Afterward, U.S. helicopters hovered in the air above the jail. Police said residents fired into the air, but it was not clear if the American aircraft were the target. None was hit.
In other violence Tuesday, a roadside bomb killed one policeman and wounded three in Baqouba, 35 miles northeast of Baghdad, authorities said.
A U.S. soldier with the 4th Infantry Division was killed by small-arms fire Tuesday while patrolling western Baghdad, the U.S. military reported. At least 2,315 members of the U.S. military have died since the beginning of the Iraq war in March 2003, according to an Associated Press count.
Also in the capital, gunmen killed an employee of the mayor's office while he was driving in the Dora neighborhood of south Baghdad.
Police reported discovering eight more blindfolded corpses in west Baghdad, some of them under a highway and showing signs of torture, officials said.
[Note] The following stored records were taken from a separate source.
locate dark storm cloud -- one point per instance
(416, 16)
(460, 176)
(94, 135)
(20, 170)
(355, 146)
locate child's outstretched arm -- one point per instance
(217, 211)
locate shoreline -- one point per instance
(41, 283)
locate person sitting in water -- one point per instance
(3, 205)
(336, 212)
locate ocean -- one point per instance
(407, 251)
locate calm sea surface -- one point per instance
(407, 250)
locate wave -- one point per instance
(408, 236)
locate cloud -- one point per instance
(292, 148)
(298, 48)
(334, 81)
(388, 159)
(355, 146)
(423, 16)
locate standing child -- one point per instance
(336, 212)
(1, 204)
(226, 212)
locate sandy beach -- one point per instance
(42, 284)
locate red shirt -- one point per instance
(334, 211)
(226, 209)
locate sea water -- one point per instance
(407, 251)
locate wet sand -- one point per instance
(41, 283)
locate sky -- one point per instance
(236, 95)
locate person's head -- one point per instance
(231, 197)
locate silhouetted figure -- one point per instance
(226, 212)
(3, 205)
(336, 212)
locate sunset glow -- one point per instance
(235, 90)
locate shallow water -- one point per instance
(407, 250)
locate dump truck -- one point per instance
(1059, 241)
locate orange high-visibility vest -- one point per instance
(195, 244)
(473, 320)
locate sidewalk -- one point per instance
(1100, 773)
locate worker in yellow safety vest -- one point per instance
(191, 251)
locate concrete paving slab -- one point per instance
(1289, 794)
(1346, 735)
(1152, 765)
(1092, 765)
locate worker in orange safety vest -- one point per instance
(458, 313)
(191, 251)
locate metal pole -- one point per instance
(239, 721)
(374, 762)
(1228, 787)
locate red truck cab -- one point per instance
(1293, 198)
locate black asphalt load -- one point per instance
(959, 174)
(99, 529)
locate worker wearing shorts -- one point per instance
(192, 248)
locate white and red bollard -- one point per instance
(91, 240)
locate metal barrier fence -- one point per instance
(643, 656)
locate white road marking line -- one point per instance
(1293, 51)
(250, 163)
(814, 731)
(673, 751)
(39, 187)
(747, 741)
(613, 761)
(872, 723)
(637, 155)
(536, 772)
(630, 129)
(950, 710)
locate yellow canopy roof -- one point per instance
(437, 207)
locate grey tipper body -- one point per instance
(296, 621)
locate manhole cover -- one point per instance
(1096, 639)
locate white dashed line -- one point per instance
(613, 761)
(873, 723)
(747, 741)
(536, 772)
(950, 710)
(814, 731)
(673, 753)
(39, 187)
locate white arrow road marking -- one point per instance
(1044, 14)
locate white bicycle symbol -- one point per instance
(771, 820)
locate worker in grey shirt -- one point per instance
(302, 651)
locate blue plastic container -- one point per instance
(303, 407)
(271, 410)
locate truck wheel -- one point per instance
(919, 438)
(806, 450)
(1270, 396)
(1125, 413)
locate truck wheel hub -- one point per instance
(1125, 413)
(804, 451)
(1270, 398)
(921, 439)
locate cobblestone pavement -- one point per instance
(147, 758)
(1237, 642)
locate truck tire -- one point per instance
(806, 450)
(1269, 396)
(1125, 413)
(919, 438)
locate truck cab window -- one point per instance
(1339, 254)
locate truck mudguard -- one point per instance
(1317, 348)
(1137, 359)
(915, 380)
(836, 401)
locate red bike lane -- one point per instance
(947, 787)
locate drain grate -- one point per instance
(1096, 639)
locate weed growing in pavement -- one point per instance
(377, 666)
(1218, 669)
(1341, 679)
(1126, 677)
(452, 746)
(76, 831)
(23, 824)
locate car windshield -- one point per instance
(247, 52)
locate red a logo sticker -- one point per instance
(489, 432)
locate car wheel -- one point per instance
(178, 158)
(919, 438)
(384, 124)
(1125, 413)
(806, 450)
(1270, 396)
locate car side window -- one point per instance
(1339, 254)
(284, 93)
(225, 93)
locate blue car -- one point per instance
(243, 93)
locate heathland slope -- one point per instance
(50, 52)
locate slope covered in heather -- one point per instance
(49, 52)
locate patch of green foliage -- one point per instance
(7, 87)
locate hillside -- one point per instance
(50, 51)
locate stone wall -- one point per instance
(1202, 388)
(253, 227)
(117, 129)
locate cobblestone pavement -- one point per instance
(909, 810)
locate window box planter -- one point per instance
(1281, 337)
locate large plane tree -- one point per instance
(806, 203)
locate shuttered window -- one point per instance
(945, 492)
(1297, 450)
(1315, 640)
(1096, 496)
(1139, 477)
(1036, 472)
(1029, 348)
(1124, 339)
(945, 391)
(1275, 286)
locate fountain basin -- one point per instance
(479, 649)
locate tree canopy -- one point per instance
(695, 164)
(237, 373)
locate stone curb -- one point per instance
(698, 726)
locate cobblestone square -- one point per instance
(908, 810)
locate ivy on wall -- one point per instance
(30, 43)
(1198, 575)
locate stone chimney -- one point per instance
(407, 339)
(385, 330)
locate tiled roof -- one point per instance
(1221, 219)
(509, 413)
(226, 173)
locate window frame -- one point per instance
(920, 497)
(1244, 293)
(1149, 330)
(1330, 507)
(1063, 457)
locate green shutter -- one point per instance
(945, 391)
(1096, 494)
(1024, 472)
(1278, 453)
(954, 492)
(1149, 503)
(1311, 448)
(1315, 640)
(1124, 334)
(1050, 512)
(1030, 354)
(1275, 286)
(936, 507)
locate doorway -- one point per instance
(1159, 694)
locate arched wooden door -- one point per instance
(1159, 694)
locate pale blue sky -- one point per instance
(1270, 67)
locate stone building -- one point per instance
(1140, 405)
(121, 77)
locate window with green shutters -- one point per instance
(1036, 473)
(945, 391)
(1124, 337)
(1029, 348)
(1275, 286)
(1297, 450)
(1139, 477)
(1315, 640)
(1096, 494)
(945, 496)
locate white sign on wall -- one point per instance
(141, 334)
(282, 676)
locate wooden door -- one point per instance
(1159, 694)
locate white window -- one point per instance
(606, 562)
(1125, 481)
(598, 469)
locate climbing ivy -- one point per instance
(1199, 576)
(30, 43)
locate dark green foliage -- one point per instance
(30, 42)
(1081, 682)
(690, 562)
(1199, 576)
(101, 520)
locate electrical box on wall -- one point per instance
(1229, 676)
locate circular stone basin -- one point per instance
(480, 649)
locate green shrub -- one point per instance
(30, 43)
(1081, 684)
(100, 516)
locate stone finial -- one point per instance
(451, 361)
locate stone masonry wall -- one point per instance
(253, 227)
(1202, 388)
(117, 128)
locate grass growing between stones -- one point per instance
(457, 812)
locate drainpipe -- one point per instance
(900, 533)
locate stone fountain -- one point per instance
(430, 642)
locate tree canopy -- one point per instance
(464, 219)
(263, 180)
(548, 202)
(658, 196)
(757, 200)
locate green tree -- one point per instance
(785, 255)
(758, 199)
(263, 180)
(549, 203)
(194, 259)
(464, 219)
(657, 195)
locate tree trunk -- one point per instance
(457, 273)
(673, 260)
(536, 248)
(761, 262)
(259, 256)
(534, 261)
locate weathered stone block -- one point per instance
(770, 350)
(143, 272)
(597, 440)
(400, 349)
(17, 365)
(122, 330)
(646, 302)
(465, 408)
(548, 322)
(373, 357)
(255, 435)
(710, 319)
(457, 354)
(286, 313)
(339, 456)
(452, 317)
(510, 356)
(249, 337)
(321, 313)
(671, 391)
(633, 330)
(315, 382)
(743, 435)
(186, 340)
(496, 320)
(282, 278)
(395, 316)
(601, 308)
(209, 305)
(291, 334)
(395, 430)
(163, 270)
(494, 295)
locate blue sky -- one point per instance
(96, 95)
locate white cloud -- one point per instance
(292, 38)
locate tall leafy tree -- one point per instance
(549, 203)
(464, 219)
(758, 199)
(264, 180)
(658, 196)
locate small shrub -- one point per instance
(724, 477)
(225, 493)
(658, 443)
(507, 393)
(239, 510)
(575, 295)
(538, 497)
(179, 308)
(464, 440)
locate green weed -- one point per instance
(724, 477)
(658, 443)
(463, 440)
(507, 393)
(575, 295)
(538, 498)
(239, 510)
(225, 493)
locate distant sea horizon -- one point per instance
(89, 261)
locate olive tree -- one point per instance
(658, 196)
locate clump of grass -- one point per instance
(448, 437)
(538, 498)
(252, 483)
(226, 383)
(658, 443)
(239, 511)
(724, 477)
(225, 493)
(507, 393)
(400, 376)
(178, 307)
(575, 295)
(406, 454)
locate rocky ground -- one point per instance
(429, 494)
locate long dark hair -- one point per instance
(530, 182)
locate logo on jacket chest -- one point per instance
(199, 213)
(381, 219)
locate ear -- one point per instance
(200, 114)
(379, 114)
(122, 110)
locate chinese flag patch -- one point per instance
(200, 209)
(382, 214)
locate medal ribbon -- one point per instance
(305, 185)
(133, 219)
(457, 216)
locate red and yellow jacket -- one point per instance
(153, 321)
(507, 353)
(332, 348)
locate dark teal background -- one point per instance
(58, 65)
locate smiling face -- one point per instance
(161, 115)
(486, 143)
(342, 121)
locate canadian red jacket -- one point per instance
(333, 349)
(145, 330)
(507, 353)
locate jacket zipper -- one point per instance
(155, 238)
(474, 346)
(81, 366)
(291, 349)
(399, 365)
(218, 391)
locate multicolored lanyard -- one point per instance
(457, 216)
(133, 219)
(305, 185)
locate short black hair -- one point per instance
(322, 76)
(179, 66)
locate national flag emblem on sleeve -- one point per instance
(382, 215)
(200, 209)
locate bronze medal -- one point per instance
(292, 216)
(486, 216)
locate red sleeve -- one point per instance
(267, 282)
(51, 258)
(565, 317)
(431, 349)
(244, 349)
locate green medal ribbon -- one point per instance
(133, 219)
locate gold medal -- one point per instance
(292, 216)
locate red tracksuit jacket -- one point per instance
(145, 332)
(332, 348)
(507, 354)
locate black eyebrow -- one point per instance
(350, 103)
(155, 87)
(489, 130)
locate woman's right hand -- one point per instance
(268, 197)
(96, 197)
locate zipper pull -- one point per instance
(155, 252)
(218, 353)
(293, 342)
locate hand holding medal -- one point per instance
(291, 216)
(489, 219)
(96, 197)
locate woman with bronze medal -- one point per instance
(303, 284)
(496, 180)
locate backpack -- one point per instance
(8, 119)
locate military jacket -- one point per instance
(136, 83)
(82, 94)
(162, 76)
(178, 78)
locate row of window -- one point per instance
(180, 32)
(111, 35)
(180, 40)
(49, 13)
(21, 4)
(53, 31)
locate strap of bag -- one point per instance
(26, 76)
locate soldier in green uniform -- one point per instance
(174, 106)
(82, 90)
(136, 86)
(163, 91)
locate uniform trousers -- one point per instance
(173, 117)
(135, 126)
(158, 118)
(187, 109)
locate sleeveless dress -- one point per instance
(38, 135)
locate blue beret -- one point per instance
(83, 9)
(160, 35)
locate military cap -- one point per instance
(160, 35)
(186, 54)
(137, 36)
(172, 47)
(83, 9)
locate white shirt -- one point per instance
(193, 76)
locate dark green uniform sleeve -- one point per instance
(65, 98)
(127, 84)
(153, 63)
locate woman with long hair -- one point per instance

In Suwera, 50 miles south of Baghdad, four more corpses were found on the bank of the Tigris River.
The execution-style killings have become an almost daily occurrence in a wave of sectarian violence that has left more than 1,000 Iraqis dead since the bombing last month of a Shiite shrine.
With an increasing number of Americans calling for a pullout of U.S. forces regardless of the consequences for Iraq, a powerful group of U.S. senators met with interim Prime Minister Ibrahim al-Jaafari on Tuesday to discuss prospects for formation of a national unity government.
The Bush administration views that step as all-important in establishing peace and opening the way for the start of a U.S. troop withdrawal as early as this summer.
Al-Jaafari said he believed Iraq's most difficult political hurdles had been crossed and predicted a new government would be ready in the coming weeks.
"I hope that the formation of the new government does not last beyond April," he said after the meeting.
Sen. Carl Levin of Michigan, ranking Democrat on the Senate Armed Services Committee, said: "April is fine, but it is necessary that this commitment be kept in order for there to be continued support for the presence of American troops in Iraq."
However, President Bush said Tuesday that the decision about when to withdraw all U.S. troops from Iraq will fall to future presidents and Iraqi leaders, suggesting that U.S. involvement will continue at least through 2008.